How many of you yawned when you read the title to this post?


I tried it but can't decide if any relaxation I felt was placebo or not.


The relaxation was real, even if the cause was a placebo.

I believe this is the only time in the history of HN when it won't be rude to say . . . yawn


I did, and it worked :) Really feel energized now :)


I guess I was not alone...


I yawned at least 6 times


In that case, more articles about Lisp please :)


I think you mean Erlang.


I think you mean global warming.


Andrew Newburg is director of Penn’s Center for Spirituality and the Mind. This essay is from the book: HOW GOD CHANGES YOUR BRAIN


So what... He has looked at how "believing in God affects our brains" - his idea that yawning could be a good thing is still valid and interesting.

He is a neuroscience professor (but then we'll fall into "Appeal To Authority"). Anyhow, I think we should stick for what he is saying now, and not what he has said or researched in the past.

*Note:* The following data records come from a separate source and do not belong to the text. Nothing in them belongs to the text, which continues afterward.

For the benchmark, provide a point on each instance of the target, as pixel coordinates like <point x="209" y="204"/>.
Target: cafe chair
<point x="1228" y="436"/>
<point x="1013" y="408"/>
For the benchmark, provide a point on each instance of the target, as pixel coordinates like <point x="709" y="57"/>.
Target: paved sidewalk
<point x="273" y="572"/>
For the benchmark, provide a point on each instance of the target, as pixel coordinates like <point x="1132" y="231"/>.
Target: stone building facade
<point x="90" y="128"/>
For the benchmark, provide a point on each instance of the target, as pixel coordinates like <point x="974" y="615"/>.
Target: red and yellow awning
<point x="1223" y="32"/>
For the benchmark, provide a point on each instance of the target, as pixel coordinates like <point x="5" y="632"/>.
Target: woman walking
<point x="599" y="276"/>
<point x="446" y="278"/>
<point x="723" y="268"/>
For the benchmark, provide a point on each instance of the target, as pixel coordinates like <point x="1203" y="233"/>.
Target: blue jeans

Especially since "believing in God affects our brains" seems entirely plausible.


Good point. It seems obvious that it does, in fact.


There's a world of difference between "believing in God affects our brains" and "HOW GOD CHANGES YOUR BRAIN".


Yeah, one of them will sell more books.


No.

One of them explicitly suggests that God exists and undertakes a non-scientific point of view while the other does not.


To me it sounds a lot like a title fabricated to sell more books. According to the Amazon review, he also writes about techniques that atheists can use that have similar effects.

He just seems to be good at marketing - the "yawn" article seems to be another incarnation of that. I remember all sorts of newspapers picking up the "belief affects the brain" stuff, and yawning makes a good story, too.


If he has done experiments and research to see how belief of God affects the brain, then his approach could be scientific and he may even conclude that belief in God affects the brains of partitioners. Reading on Wikipedia he has also researched "non God" religions such as Buddhism - - and he has found out that stuff like meditation (and praying) affects the partitioner's brain.

And really, as somebody has noted it above: it's very plausible that belief changes our brains, given that most humans throughout our history have had belief. And research in belief is _very_ interesting and might put light on why most of the humans today believe in something.


you mean practitioners? surely?

Normally I would put aside my Grammar Nazi persona, but you make the mistake twice, so I feel compelled to intervene.


"All you have to do to trigger a deep yawn is to fake it six or seven times."

Does this work for anyone else? Maybe I'm doing it wrong.


I was very skeptical, but it did work for me.


After ten fake yawns I felt more like I had been hyperventilating - I'm clearly doing it wrong :/


I only have to fake it like once or twice, actually. It should definitely work.


Worked for me


Didn't work for me.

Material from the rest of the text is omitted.